MRT-3 revenue hits record low in 2019 – COA

Elizabeth Marcelo (The Philippine Star) - October 19, 2020 - 12:00am

MANILA, Philippines — Revenue collections of the Metro Rail Transit Line 3 (MRT-3) dropped in 2019 to its lowest in the past five years, according to state auditors.

The Commission on Audit (COA) has called on the Department of Transportation (DOTr) to speed up the rehabilitation of the MRT-3 as the continued decrease in revenue has been depleting government coffers.

In its 2019 audit report on the DOTr, the COA noted that the MRT-3 posted only P1.907-billion income, lower by P161 million from its P2.068-billion revenue in 2018.

The MRT-3 posted P2.779 billion, P2.681 billion and P2.316 billion in revenues in 2017, 2016 and 2015, respectively.

The COA said the income generated from the MRT-3 operations was being used to pay its rental obligation to Metro Rail Transit Corp. for the 25-year build-lease-transfer agreement that the government signed with MRTC on Aug. 8, 1997.

State auditors said because of the continued drop in the MRT-3’s revenues, the government has been extending to the DOTr billions of pesos in subsidy to shoulder the rental fees.

In 2019 alone, the audit body said the national government shelled out P6.9 billion in subsidy to pay the rental obligation, the highest since 2015 when it disbursed P4.8 billion.

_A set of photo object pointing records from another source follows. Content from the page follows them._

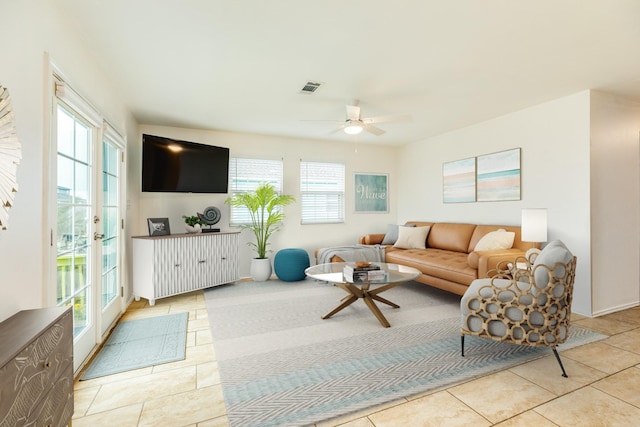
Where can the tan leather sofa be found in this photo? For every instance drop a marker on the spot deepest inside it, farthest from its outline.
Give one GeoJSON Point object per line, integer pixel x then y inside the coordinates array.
{"type": "Point", "coordinates": [449, 261]}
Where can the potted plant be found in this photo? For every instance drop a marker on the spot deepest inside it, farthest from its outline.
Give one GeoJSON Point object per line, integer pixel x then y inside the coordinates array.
{"type": "Point", "coordinates": [265, 209]}
{"type": "Point", "coordinates": [193, 224]}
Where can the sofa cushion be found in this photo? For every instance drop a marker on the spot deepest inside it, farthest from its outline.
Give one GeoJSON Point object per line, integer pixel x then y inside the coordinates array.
{"type": "Point", "coordinates": [412, 237]}
{"type": "Point", "coordinates": [446, 265]}
{"type": "Point", "coordinates": [450, 236]}
{"type": "Point", "coordinates": [499, 239]}
{"type": "Point", "coordinates": [391, 236]}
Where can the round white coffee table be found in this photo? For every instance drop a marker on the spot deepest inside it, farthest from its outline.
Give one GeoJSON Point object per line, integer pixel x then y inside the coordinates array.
{"type": "Point", "coordinates": [368, 291]}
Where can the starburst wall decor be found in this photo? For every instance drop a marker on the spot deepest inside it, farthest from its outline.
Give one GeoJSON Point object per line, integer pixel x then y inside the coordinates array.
{"type": "Point", "coordinates": [10, 156]}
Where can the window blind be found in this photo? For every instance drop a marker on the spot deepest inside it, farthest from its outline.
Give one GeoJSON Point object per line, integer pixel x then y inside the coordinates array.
{"type": "Point", "coordinates": [322, 192]}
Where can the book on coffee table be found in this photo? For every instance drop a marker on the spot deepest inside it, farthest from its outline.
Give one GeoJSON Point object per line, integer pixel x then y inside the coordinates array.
{"type": "Point", "coordinates": [363, 273]}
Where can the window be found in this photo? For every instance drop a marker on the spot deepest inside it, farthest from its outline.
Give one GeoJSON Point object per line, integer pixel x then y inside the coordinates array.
{"type": "Point", "coordinates": [245, 175]}
{"type": "Point", "coordinates": [322, 192]}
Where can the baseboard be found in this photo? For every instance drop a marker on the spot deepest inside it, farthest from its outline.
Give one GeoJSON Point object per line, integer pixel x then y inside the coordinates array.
{"type": "Point", "coordinates": [615, 309]}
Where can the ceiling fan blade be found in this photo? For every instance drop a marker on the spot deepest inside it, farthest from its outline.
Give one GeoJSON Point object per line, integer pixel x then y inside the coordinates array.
{"type": "Point", "coordinates": [388, 119]}
{"type": "Point", "coordinates": [353, 112]}
{"type": "Point", "coordinates": [372, 129]}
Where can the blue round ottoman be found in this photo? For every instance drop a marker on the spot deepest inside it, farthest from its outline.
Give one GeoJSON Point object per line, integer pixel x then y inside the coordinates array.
{"type": "Point", "coordinates": [289, 264]}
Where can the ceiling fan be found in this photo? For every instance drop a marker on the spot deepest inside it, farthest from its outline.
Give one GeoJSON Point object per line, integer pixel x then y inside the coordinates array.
{"type": "Point", "coordinates": [354, 124]}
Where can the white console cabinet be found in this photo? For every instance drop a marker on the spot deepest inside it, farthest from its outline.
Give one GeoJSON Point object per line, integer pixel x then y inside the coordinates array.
{"type": "Point", "coordinates": [169, 265]}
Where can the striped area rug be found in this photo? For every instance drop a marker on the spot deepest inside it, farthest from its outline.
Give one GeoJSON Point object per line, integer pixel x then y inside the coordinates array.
{"type": "Point", "coordinates": [282, 365]}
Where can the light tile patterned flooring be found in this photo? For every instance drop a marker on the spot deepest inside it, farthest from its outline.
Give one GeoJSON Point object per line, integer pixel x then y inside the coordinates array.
{"type": "Point", "coordinates": [603, 388]}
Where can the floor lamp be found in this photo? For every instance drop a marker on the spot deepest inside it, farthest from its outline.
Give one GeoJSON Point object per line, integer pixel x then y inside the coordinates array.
{"type": "Point", "coordinates": [534, 229]}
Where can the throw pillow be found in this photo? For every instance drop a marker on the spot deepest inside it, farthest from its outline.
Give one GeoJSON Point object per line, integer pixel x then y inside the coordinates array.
{"type": "Point", "coordinates": [412, 237]}
{"type": "Point", "coordinates": [554, 252]}
{"type": "Point", "coordinates": [494, 240]}
{"type": "Point", "coordinates": [391, 236]}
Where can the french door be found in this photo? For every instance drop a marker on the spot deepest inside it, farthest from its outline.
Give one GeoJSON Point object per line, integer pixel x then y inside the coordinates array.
{"type": "Point", "coordinates": [86, 234]}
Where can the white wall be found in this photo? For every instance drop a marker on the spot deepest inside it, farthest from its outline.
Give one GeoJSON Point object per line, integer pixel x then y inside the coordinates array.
{"type": "Point", "coordinates": [554, 138]}
{"type": "Point", "coordinates": [615, 202]}
{"type": "Point", "coordinates": [29, 30]}
{"type": "Point", "coordinates": [360, 158]}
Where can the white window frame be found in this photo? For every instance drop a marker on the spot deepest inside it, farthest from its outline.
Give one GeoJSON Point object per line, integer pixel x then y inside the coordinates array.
{"type": "Point", "coordinates": [322, 195]}
{"type": "Point", "coordinates": [245, 175]}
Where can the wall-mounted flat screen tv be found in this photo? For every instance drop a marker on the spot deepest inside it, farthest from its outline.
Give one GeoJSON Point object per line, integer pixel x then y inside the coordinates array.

The COA noted that the Department of Budget and Management released additional funding sourced from unprogrammed appropriations as the P4.696 billion appropriated by Congress for “Government Subsidy for Mass Transport” for 2019 was not enough to cover the rental fees to MRTC.

Records showed that the government extended P4.661 billion, P4.286 billion and P3.417 billion in subsidies to the MRT-3 in 2018, 2017 and 2016, respectively, for the payment of rental obligations.

The MRT-3 management admitted that the decline in revenue collections was due to the “decrease in the number of reliable and safe trains in 2018 and 2019 due to years of neglect, bad maintenance practices and failure to undertake scheduled overhaul and upgrading works.”

The DOTr took over the maintenance of the MRT-3 after it terminated the P4.25-billion contract of Busan Universal Rail Inc. (BURI) in November 2017 due to alleged irregularities.

The contract, which was supposed to have ended in January 2019, included the maintenance of the MRT-3 system for three years, general overhaul of 43 units of light rail vehicles, total replacement of signaling system and additional maintenance works.

The DOTr explained to the audit team that following the termination of the contract with BURI, the MRT-3 maintenance transition team has undertaken measures to ensure that only “safe and reliable” trains would be deployed for operations.

The DOTr admitted that this resulted in reduced operations as well as lower ridership and revenues.